Önceki gün bir gazetecinin kanlar içerisinde fotoğraf ve videolarını gördü herkes ekranlarda…
Konuyu bilmeyen varsa kısaca anlatayım. Selçuk Üniversitesi mezunu, Konya’da yetişmiş ve bir süre Konya’da da çalışmış, İHA muhabiri arkadaşımız Mustafa Uslu, İYİ Parti Kocaeli Milletvekili Lütfü Türkkan’ın şoförünün de aralarında bulunduğu 4 kişi tarafından acımasızca darp edildi.
Sebebi; arkadaşımızın, Lütfü Türkkan’ın kaçak çiftliğindeki yıkım çalışmalarını takip ediyor olması, yani işini yapması…
Bir gazetecinin sırf görevini yapıyor diye öldüresiye dövülmesi, ardından haber için getirdiği drone’unun parçalanması nasıl bir barbarlıktır.
Dört kişi bir insanı insanlık suçu işlese ancak bu kadar dövebilir!
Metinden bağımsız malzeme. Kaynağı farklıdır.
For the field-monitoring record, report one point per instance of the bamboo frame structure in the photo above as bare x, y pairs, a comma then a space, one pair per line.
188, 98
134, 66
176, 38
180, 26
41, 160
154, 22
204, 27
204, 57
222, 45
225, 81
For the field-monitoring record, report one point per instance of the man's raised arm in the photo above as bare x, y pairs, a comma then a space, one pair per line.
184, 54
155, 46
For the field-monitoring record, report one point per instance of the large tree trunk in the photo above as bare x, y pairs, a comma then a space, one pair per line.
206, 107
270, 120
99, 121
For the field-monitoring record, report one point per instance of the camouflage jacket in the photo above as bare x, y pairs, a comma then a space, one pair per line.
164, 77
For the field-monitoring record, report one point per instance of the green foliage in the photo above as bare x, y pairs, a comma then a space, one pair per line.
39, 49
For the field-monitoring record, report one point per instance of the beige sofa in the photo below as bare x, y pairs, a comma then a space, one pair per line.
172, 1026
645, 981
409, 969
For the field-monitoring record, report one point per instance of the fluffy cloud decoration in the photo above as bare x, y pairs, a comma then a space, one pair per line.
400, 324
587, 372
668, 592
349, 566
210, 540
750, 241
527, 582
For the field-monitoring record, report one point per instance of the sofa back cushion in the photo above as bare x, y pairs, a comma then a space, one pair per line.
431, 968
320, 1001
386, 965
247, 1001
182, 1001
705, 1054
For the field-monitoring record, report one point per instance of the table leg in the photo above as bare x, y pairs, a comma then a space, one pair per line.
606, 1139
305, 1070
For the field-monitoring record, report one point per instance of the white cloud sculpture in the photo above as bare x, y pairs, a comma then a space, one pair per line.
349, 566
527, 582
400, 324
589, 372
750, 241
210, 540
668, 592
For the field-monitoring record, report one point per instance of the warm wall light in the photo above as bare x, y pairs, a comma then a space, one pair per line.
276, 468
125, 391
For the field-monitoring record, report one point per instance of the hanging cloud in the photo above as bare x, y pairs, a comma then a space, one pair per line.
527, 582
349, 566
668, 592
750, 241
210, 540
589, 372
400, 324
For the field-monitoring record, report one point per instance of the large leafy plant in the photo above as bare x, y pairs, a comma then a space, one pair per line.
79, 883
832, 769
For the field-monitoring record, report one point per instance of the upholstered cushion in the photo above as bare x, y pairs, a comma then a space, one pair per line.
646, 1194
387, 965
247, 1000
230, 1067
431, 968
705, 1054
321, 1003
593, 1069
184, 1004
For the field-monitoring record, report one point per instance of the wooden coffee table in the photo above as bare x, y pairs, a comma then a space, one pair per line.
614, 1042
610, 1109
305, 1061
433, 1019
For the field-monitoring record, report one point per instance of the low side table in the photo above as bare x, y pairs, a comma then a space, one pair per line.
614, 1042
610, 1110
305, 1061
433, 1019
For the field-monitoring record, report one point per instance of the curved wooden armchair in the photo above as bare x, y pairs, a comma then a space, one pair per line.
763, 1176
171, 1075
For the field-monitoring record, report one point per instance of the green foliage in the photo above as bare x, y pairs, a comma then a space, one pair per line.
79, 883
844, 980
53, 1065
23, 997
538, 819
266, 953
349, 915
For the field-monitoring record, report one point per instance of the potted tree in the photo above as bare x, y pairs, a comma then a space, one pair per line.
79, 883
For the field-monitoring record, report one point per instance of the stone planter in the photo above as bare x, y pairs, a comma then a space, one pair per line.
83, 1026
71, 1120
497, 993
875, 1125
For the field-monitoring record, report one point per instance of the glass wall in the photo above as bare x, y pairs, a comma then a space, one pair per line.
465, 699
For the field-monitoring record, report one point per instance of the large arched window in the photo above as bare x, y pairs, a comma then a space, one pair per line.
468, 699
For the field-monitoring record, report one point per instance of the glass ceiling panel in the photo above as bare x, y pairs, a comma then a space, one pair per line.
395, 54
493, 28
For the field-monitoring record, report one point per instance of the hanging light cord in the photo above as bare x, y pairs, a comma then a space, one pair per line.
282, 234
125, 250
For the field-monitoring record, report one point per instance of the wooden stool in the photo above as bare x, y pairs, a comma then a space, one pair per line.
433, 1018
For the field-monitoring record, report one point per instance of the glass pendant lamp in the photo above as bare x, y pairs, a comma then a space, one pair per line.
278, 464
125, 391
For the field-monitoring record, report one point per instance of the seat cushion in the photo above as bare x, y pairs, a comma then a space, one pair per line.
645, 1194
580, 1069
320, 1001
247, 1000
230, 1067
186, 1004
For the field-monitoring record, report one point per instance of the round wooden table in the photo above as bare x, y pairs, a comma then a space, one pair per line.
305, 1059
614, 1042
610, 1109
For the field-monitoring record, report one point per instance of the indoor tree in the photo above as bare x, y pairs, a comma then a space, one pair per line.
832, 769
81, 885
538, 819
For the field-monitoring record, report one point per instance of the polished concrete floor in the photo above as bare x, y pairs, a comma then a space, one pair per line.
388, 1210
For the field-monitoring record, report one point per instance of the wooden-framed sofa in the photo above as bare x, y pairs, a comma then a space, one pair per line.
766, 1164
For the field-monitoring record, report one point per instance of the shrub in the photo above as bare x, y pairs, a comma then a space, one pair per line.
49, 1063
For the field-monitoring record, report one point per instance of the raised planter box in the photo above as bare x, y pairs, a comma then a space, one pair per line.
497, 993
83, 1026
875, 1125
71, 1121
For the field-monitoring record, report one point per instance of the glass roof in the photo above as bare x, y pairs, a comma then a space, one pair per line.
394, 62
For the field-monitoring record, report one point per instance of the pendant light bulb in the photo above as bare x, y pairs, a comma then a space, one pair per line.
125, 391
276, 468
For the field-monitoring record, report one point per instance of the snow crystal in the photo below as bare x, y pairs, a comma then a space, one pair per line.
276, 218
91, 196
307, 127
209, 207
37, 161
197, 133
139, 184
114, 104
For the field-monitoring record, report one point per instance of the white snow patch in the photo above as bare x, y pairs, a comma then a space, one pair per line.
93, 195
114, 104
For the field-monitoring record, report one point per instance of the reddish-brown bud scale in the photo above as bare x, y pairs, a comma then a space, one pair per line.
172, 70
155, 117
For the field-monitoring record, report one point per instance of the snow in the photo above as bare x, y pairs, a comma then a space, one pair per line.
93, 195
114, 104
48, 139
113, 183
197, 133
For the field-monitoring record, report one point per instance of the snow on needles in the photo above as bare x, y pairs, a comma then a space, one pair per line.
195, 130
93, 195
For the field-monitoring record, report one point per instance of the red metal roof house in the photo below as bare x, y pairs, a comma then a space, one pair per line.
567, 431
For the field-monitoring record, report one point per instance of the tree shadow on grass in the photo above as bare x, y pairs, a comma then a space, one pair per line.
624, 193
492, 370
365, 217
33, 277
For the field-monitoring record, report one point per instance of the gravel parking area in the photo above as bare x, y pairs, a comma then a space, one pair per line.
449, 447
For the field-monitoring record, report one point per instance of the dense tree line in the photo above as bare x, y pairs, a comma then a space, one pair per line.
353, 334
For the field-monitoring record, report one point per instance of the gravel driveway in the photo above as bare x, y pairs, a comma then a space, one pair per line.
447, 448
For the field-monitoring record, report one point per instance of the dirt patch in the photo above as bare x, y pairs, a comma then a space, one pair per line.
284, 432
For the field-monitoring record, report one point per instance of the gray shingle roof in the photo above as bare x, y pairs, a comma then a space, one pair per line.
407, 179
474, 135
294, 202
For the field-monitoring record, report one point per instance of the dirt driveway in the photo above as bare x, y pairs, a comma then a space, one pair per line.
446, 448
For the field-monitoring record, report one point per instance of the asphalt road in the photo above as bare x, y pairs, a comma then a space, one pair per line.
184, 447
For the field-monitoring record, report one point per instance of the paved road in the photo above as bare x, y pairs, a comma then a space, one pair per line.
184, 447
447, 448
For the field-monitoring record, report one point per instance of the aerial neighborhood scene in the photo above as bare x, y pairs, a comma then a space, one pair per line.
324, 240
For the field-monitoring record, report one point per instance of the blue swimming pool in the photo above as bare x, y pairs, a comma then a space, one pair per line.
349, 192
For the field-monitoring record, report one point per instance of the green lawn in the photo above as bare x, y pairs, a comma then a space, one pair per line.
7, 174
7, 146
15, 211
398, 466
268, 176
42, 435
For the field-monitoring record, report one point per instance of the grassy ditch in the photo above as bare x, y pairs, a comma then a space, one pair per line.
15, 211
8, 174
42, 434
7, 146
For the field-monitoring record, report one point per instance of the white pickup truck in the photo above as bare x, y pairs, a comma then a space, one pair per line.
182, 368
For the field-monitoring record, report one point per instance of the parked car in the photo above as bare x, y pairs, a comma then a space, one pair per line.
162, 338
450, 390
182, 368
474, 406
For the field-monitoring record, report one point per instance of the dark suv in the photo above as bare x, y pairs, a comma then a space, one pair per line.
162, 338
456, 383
Ki Mustafa bir açıklama yapılmadan vurmaya başladıklarını söylüyor. Yere düştükten sonra bile dövmeye devam ediyorlar, kendinden geçince de bırakıp gidiyorlar. Giderlerken Mustafa, fotoğraflarını çekmek için seslenince de, “Yediğin dayak yetmedi galiba. İlla öldürmemiz mi gerekiyor” diyorlar. Bu aslında çirkinliğin geldiği son noktayı gösteriyor.
Saatler sonra milletin vekili olan Lütfü Türkkan’ın, “Mağduriyeti telafi edeceğim” şeklinde bir açıklama yapması ve tüm bunlardan sonra hala kendini Mustafa’ya karşı aklamaya çalışması da çok komik gerçekten! Şu dakikadan sonra tek derdiniz işin içinden sıyrılmak olmamalı. Aklım almıyor. O darp anında Mustafa ölebilirdi! O zaman nasıl bir aklama yoluna gidilecekti…
Bu işin iktidarı muhalifi, sağcısı solcusu yok! Bu türden insanların hem siyasette hem sivil hayatta bu kadar rahat olmaması lazım artık… Bu tarz olayların kime kimler tarafından yapıldığı önemsenmeden duyurulması lazım ki kişilerin partilerin üstünde olduğunu da bilelim…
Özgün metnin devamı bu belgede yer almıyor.